Since President Obama has decided not to move forward with any immigration-reform work until the midterm elections are over, voter-advocacy groups are finding it hard to get disappointed Latinos to the voting booths this fall.
“It’s hard,” Sonia Marquez, a director for the Colorado Immigrant Rights Coalition, told Al-Jazeera. Of Obama’s postponement of his promised deportation relief for undocumented immigrants, she added, “It’s like a huge slap in the face.”
Political observers, hypothesizing over why Obama decided to sideline the issue, have concluded that the move was “political gamesmanship to avoid jeopardizing the Democratic majority in the Senate.”

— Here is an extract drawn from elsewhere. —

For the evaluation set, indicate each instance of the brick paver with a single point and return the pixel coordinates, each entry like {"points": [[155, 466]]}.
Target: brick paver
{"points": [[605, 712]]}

But the deportation issue is very important to many Latino constituents, and some of them may no longer have an incentive to vote in the midterm elections in November—a cycle that already garners less of a voter turnout than the presidential elections.
“So activists are facing a tough question: What do they do? How do they inspire Latinos who never show up in big numbers in midterm contests anyway to cast their ballots? And for whom should Latinos vote? For the Democrats who did little to advance immigration reform or for Republicans who outright opposed it?” Al-Jazeera ponders.
Back in July, Republicans raised a brouhaha over President Obama’s request to spend $3.7 billion on an assortment of initiatives that would address the tens of thousands of undocumented child immigrants who walked across the border into the U.S., which included sending money and resources to the Central American countries from which the child immigrants originated so that the countries would be better-equipped to take them back.
But even though Democrats have put forth some effort, and the Republicans not so much, Latino advocacy groups still place blame on both parties for the way in which immigration reform has been sidelined and deprioritized time and time again.
“It’s ironic because both parties bear equal responsibility for where we are,” Arturo Vargas, executive director of the National Association of Latino Elected and Appointed Officials, said. “Can this anger and frustration be channeled to get people to turn out and vote?’’
Read more at Al-Jazeera.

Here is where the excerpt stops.